It is my first time breeding, but I've been preparing for a while for it. I picked out my female over a year ago, and I've spent the last year making sure she is in prime condition and of prime age to breed. I haven't had my male quite as long, but I was more worried about ensuring her temperament was something I wanted passed on, since females tend to be more...grouchy.
I've made sure my pair are unrelated, my breeding cage is set up as perfect as I can get it. Nest box, multiple food and water dishes, cuttlebone, mineral block, no grate on the bottom of the cage, toys for the male while the female is nesting, vitamin supplement, egg food, and what fresh goodies she's willing to eat at any given time. The only thing I wish I had was a spare rooms could dedicate solely to the breeders, but I have to work with what I have. They are at least in a low traffic area, so they have some privacy.
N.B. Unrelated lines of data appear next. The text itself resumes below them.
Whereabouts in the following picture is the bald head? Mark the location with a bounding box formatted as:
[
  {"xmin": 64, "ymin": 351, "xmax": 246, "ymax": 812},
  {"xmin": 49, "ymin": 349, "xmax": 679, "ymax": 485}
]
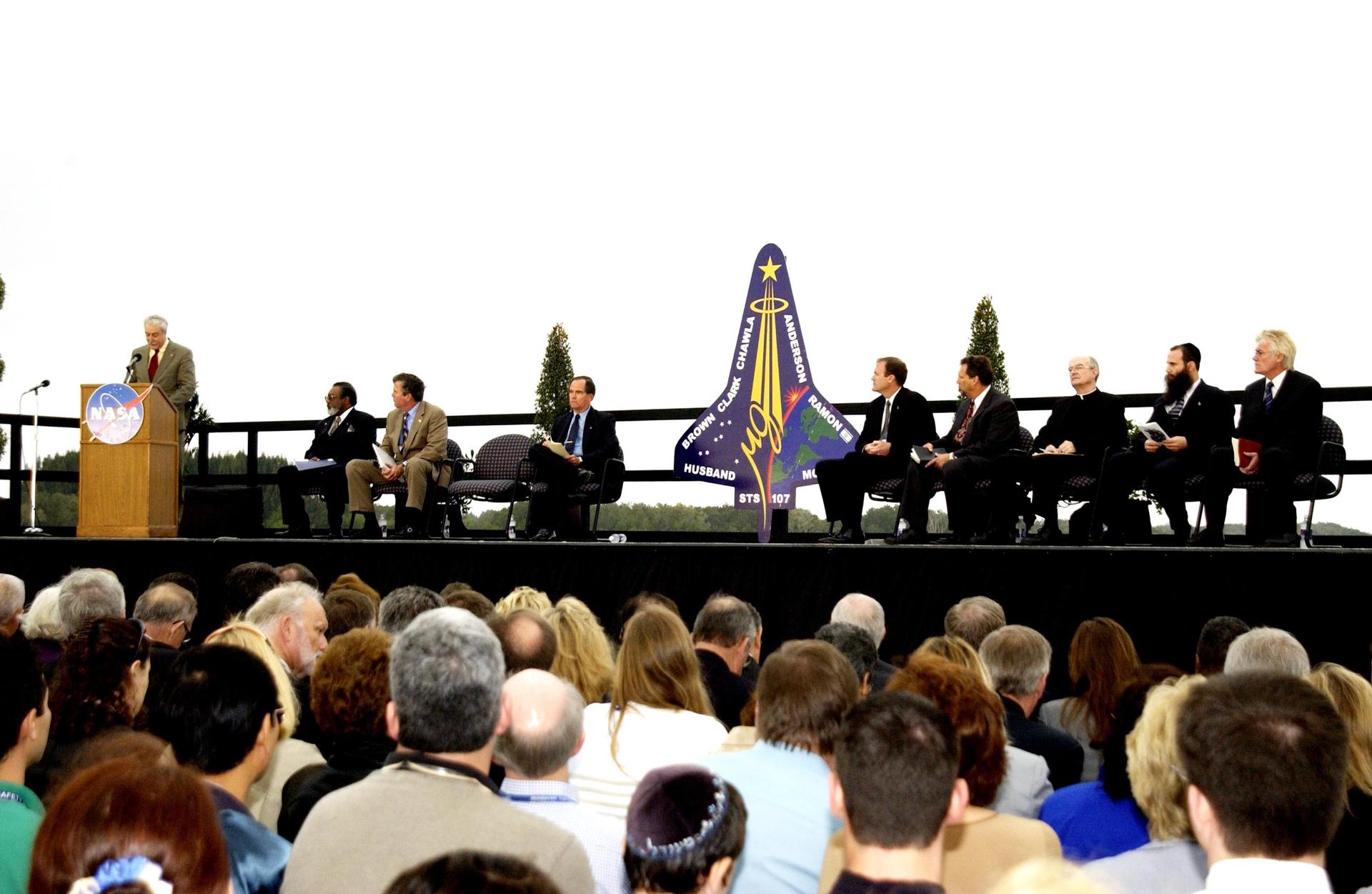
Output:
[{"xmin": 495, "ymin": 669, "xmax": 586, "ymax": 782}]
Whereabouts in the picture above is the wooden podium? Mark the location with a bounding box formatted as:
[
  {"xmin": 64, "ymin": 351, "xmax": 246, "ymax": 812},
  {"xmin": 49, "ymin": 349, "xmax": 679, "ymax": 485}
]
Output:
[{"xmin": 77, "ymin": 384, "xmax": 181, "ymax": 537}]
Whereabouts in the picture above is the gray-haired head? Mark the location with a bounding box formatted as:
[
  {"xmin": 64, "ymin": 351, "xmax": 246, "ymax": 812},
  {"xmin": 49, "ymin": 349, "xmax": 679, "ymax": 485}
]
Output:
[
  {"xmin": 376, "ymin": 585, "xmax": 444, "ymax": 636},
  {"xmin": 1224, "ymin": 627, "xmax": 1311, "ymax": 677},
  {"xmin": 944, "ymin": 597, "xmax": 1005, "ymax": 649},
  {"xmin": 829, "ymin": 592, "xmax": 886, "ymax": 646},
  {"xmin": 978, "ymin": 624, "xmax": 1053, "ymax": 697},
  {"xmin": 391, "ymin": 606, "xmax": 505, "ymax": 753},
  {"xmin": 495, "ymin": 667, "xmax": 586, "ymax": 779},
  {"xmin": 58, "ymin": 567, "xmax": 124, "ymax": 636}
]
Now that she has actually started laying, I am going to get the supplies to handfeed once I am able to candle the eggs and ensure they are fertile. I do not plan on handfeeding, but I would rather have everything on hand and not need it, than need it and not have it.
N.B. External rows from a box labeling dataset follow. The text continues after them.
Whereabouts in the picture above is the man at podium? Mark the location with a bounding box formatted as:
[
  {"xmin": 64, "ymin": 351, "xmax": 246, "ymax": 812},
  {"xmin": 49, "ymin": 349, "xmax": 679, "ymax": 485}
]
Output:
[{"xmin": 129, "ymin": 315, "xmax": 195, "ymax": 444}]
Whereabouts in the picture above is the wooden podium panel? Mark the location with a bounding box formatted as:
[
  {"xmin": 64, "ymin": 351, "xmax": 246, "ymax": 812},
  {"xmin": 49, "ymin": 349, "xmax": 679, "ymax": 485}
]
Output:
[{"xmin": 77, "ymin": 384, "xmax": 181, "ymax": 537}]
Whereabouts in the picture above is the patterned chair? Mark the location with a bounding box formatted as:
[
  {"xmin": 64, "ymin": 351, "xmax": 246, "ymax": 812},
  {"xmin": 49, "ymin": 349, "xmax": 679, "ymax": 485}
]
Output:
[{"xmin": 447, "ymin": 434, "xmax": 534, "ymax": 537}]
I also have a spare cage set up in case my hen starts to get aggressive with the chicks, that way she can be taken out of the breeder cage, but not be put in the aviary.
I have a breeder book set up with all of my current birds, all of the logs of what they get fed and when, as well as when I've changed anything in the cage so I have for future reference what worked and what didn't.
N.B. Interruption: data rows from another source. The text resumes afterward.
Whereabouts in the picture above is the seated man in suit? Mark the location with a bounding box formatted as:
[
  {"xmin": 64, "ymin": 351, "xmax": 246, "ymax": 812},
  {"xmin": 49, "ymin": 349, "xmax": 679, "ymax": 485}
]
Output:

Since both parents are in prime condition and of good age, I may let them try for a second clutch. If it seems that the first takes too much out of them, though, I will pull the hen when possible, because I am looking to raise quality birds, not just a lot of them.
I am sure there is more I'm leaving out, but that is the bulk of it. I would like to see how it works out, and possibly look to expanding into doing multiple pairs, but I don't want to jump in completely without testing the water first. I think that trying different pairs with different colors and mutations is like doing art. Creating new and beautiful things. However, I would never do it at the expense of my birds.